The gravest of them is, to argue sophistically, to suppress facts or arguments,
to misstate the elements of the case, or misrepresent the opposite opinion.
But all this, even to the most aggravated degree, is so continually done
in perfect good faith, by persons who are not considered, and in many other
respects may not deserve to be considered, ignorant or incompetent, that
it is rarely possible on adequate grounds conscientiously to stamp the
misrepresentation as morally culpable; and still less could law presume
to interfere with this kind of controversial misconduct.
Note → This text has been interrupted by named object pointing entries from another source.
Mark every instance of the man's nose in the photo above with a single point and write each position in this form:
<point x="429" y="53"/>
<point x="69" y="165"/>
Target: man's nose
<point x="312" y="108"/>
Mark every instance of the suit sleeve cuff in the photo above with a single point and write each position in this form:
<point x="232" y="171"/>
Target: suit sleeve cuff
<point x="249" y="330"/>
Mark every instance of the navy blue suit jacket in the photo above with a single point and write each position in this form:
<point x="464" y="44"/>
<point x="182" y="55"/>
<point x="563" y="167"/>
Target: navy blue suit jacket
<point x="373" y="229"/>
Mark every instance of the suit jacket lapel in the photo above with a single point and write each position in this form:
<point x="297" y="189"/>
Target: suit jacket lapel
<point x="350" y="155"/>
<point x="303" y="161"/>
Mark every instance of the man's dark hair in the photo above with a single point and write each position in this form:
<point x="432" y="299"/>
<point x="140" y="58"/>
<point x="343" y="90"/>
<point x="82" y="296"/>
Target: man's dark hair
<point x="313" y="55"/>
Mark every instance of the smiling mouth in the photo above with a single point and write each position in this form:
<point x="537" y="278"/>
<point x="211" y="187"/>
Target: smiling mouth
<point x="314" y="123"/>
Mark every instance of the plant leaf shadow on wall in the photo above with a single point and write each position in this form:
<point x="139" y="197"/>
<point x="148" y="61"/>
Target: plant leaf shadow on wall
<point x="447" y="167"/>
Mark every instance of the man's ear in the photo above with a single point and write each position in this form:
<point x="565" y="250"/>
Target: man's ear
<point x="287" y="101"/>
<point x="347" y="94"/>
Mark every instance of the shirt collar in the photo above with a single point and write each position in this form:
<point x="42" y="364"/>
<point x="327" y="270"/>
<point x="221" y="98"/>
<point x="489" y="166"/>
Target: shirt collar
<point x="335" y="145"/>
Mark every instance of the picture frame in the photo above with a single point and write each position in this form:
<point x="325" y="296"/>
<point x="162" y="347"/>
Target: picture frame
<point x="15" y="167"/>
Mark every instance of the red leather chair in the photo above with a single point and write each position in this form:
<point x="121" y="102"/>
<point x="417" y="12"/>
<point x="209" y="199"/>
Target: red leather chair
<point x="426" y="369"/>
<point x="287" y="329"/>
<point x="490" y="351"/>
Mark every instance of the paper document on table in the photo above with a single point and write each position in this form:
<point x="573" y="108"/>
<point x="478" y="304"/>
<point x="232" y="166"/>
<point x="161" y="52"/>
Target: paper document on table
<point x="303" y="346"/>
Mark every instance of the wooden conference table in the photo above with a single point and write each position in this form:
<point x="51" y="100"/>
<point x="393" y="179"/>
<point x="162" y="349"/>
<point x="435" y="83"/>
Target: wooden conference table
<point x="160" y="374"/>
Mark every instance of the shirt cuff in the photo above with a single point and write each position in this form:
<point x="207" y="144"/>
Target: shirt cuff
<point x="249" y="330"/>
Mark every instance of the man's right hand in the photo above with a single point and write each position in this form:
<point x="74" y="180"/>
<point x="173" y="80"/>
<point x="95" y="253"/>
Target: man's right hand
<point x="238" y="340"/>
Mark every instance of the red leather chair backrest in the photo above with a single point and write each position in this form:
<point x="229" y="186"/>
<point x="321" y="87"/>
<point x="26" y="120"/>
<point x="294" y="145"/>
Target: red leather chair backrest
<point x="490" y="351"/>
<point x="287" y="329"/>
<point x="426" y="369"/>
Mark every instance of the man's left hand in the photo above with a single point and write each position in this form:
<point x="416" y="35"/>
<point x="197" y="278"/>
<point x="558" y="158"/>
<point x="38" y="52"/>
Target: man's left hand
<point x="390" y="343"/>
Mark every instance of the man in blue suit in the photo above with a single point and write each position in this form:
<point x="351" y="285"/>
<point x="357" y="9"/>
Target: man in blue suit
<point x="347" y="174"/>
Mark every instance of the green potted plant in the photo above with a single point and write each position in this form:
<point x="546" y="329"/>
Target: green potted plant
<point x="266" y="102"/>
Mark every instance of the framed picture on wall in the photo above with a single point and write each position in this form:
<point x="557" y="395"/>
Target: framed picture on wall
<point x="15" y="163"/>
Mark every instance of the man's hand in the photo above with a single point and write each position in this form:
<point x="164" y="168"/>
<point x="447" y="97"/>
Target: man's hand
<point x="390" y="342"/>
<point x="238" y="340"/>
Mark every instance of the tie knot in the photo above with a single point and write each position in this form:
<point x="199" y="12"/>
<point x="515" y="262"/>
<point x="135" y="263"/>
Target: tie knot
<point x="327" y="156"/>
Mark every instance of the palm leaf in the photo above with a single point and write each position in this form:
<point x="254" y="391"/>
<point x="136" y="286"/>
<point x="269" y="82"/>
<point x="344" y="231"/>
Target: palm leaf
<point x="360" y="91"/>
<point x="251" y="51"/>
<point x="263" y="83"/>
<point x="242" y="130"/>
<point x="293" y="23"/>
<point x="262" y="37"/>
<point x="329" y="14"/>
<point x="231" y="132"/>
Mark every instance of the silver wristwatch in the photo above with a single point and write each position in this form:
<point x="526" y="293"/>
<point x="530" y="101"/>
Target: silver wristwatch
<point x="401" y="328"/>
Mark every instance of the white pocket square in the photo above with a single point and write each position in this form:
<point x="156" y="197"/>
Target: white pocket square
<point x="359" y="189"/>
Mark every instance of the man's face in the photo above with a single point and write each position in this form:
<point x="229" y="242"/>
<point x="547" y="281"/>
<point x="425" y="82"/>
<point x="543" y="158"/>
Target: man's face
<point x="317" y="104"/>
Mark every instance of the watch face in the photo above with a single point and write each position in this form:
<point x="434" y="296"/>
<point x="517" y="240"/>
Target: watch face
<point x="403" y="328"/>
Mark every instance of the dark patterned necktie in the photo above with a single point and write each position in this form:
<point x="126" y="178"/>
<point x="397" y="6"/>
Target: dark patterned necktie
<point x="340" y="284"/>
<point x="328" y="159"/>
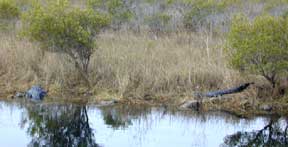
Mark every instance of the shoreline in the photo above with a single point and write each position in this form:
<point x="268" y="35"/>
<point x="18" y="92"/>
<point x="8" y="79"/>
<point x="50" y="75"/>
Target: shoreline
<point x="245" y="108"/>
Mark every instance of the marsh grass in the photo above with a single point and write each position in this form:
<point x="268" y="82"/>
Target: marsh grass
<point x="124" y="64"/>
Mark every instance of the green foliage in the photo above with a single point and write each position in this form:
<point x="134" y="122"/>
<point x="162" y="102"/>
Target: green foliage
<point x="59" y="27"/>
<point x="8" y="9"/>
<point x="260" y="46"/>
<point x="9" y="13"/>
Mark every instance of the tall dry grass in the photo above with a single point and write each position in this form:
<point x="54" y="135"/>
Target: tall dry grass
<point x="172" y="64"/>
<point x="126" y="64"/>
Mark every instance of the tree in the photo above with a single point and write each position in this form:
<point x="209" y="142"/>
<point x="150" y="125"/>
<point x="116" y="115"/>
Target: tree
<point x="59" y="27"/>
<point x="9" y="12"/>
<point x="259" y="46"/>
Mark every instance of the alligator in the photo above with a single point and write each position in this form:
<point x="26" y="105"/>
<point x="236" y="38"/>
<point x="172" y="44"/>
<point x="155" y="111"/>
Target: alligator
<point x="224" y="92"/>
<point x="34" y="93"/>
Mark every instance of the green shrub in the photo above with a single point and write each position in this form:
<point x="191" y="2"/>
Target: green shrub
<point x="59" y="27"/>
<point x="8" y="9"/>
<point x="9" y="13"/>
<point x="260" y="46"/>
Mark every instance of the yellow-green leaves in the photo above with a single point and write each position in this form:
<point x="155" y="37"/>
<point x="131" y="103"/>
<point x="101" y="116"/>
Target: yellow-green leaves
<point x="59" y="27"/>
<point x="259" y="46"/>
<point x="8" y="9"/>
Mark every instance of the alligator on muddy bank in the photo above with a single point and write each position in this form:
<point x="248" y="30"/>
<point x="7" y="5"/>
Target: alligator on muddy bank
<point x="34" y="93"/>
<point x="224" y="92"/>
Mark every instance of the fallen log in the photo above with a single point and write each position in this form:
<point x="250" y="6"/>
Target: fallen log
<point x="224" y="92"/>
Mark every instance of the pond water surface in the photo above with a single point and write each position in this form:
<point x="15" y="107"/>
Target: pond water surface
<point x="36" y="124"/>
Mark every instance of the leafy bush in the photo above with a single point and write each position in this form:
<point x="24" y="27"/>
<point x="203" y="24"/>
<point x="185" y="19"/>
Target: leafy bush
<point x="59" y="27"/>
<point x="9" y="12"/>
<point x="260" y="46"/>
<point x="8" y="9"/>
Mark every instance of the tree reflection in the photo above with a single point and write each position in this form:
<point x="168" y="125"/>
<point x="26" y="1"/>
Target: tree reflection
<point x="57" y="125"/>
<point x="273" y="134"/>
<point x="122" y="116"/>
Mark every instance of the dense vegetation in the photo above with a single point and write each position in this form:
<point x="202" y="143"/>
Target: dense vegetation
<point x="60" y="28"/>
<point x="148" y="48"/>
<point x="260" y="46"/>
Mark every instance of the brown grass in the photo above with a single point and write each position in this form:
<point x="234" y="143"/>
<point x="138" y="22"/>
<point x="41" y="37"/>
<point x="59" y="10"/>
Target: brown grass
<point x="125" y="64"/>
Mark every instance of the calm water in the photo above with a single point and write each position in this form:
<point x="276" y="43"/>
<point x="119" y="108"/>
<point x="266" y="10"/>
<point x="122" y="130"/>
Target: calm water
<point x="28" y="124"/>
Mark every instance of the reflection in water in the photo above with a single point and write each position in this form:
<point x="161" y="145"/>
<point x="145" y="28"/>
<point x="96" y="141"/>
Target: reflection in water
<point x="74" y="125"/>
<point x="56" y="125"/>
<point x="122" y="116"/>
<point x="273" y="134"/>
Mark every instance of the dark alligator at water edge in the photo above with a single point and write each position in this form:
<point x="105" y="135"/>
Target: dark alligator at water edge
<point x="224" y="92"/>
<point x="34" y="93"/>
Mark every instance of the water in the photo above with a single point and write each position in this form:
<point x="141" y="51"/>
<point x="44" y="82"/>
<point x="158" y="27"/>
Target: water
<point x="30" y="124"/>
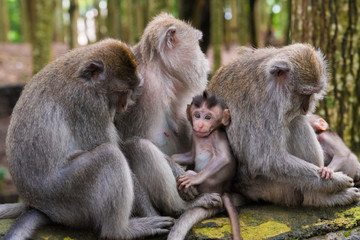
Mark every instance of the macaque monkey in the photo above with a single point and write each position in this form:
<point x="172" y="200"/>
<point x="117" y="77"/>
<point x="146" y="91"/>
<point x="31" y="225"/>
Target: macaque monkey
<point x="278" y="153"/>
<point x="63" y="147"/>
<point x="174" y="69"/>
<point x="213" y="162"/>
<point x="337" y="156"/>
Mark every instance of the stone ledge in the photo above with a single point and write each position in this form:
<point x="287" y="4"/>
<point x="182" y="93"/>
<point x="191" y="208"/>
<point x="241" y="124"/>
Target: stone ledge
<point x="258" y="221"/>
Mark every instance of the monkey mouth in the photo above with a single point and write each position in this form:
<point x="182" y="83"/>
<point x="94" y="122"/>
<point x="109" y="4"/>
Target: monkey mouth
<point x="201" y="134"/>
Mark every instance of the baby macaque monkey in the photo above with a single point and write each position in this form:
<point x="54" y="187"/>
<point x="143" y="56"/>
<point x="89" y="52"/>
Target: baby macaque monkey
<point x="212" y="159"/>
<point x="337" y="156"/>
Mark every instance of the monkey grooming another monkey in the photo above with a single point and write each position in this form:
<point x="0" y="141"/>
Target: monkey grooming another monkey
<point x="62" y="146"/>
<point x="337" y="156"/>
<point x="213" y="162"/>
<point x="174" y="70"/>
<point x="278" y="154"/>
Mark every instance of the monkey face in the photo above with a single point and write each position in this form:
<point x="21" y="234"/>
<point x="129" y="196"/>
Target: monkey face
<point x="205" y="120"/>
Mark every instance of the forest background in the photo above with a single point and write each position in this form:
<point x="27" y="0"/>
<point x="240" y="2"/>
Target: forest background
<point x="333" y="26"/>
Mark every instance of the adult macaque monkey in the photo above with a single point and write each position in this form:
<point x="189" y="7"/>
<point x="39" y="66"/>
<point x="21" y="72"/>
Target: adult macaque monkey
<point x="276" y="148"/>
<point x="337" y="156"/>
<point x="174" y="69"/>
<point x="213" y="162"/>
<point x="62" y="146"/>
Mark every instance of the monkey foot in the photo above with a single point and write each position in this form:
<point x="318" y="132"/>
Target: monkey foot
<point x="209" y="200"/>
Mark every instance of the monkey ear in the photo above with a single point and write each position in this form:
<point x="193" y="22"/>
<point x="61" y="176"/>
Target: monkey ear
<point x="226" y="117"/>
<point x="205" y="94"/>
<point x="93" y="70"/>
<point x="170" y="37"/>
<point x="321" y="124"/>
<point x="280" y="69"/>
<point x="188" y="115"/>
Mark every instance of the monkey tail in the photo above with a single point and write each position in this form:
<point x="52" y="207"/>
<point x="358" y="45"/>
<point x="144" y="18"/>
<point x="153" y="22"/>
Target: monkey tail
<point x="190" y="217"/>
<point x="233" y="215"/>
<point x="11" y="210"/>
<point x="26" y="224"/>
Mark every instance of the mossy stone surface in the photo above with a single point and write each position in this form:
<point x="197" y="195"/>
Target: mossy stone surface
<point x="257" y="221"/>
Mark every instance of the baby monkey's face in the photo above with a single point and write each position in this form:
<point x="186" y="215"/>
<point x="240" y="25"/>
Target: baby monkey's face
<point x="205" y="120"/>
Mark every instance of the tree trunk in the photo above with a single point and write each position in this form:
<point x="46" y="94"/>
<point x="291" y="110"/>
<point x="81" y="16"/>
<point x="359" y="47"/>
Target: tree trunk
<point x="4" y="21"/>
<point x="242" y="14"/>
<point x="41" y="47"/>
<point x="253" y="24"/>
<point x="25" y="22"/>
<point x="334" y="27"/>
<point x="216" y="10"/>
<point x="59" y="22"/>
<point x="74" y="14"/>
<point x="114" y="19"/>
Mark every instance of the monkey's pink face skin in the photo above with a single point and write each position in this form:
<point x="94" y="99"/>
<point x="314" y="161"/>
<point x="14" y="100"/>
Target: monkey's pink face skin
<point x="205" y="120"/>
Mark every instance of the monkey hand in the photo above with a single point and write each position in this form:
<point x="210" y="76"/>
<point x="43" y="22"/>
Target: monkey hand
<point x="326" y="173"/>
<point x="188" y="180"/>
<point x="190" y="194"/>
<point x="338" y="183"/>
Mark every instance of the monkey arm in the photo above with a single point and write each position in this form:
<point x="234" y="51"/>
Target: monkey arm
<point x="183" y="158"/>
<point x="191" y="178"/>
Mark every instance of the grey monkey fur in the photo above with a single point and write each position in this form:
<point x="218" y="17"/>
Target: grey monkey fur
<point x="268" y="91"/>
<point x="62" y="146"/>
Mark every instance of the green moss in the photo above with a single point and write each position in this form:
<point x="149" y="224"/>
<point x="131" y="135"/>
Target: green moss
<point x="220" y="228"/>
<point x="264" y="230"/>
<point x="215" y="228"/>
<point x="344" y="220"/>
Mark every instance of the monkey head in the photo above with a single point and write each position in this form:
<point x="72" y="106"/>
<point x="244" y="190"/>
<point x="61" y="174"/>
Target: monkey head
<point x="175" y="44"/>
<point x="207" y="113"/>
<point x="113" y="74"/>
<point x="302" y="71"/>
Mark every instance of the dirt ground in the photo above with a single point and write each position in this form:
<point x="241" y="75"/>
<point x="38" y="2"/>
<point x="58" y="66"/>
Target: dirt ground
<point x="16" y="68"/>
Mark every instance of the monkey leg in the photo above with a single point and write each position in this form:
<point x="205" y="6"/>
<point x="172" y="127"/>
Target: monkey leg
<point x="188" y="219"/>
<point x="320" y="199"/>
<point x="156" y="176"/>
<point x="142" y="205"/>
<point x="302" y="142"/>
<point x="96" y="190"/>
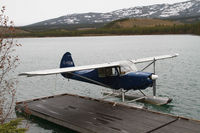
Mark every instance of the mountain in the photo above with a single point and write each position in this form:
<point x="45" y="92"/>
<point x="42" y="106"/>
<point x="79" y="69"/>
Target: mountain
<point x="178" y="10"/>
<point x="140" y="22"/>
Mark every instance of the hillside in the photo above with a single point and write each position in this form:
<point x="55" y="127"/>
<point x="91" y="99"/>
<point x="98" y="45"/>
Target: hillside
<point x="189" y="8"/>
<point x="140" y="22"/>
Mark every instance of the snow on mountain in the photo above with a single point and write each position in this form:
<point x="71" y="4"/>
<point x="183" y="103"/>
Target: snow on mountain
<point x="183" y="9"/>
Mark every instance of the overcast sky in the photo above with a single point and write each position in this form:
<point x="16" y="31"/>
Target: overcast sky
<point x="24" y="12"/>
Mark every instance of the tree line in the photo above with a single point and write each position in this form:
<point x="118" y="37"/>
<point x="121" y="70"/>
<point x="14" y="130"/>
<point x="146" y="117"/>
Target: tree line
<point x="158" y="29"/>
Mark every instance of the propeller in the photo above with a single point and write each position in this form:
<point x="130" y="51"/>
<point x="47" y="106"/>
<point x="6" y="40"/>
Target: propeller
<point x="154" y="77"/>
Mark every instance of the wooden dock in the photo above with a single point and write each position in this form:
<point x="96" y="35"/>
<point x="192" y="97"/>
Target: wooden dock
<point x="88" y="115"/>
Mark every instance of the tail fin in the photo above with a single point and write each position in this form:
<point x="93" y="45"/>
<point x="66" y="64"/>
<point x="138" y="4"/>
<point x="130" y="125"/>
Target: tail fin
<point x="67" y="60"/>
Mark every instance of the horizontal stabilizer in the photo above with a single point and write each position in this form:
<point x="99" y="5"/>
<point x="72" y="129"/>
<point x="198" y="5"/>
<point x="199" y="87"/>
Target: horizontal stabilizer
<point x="148" y="59"/>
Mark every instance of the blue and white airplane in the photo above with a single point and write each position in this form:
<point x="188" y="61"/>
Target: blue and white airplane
<point x="115" y="75"/>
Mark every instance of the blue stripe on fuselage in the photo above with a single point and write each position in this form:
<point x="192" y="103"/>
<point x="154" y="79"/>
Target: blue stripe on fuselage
<point x="131" y="80"/>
With regard to
what is commonly meant by intemperate discussion, namely, invective, sarcasm,
personality, and the like, the denunciation of these weapons would deserve
more sympathy if it were ever proposed to interdict them equally to both
sides; but it is only desired to restrain the employment of them against
the prevailing opinion: against the unprevailing they may not only be used
without general disapproval, but will be likely to obtain for him who uses
them the praise of honest zeal and righteous indignation. Yet whatever
mischief arises from their use, is greatest when they are employed against
the comparatively defenseless; and whatever unfair advantage can be derived
by any opinion from this mode of asserting it, accrues almost exclusively
to received opinions. The worst offense of this kind which can be committed
by a polemic, is to stigmatize those who hold the contrary opinion as bad
and immoral men. To calumny of this sort, those who hold any unpopular
opinion are peculiarly exposed, because they are in general few and uninfluential,
and nobody but themselves feels much interest in seeing justice done them;
but this weapon is, from the nature of the case, denied to those who attack
a prevailing opinion: they can neither use it with safety to themselves,
nor if they could, would it do anything but recoil on their own cause.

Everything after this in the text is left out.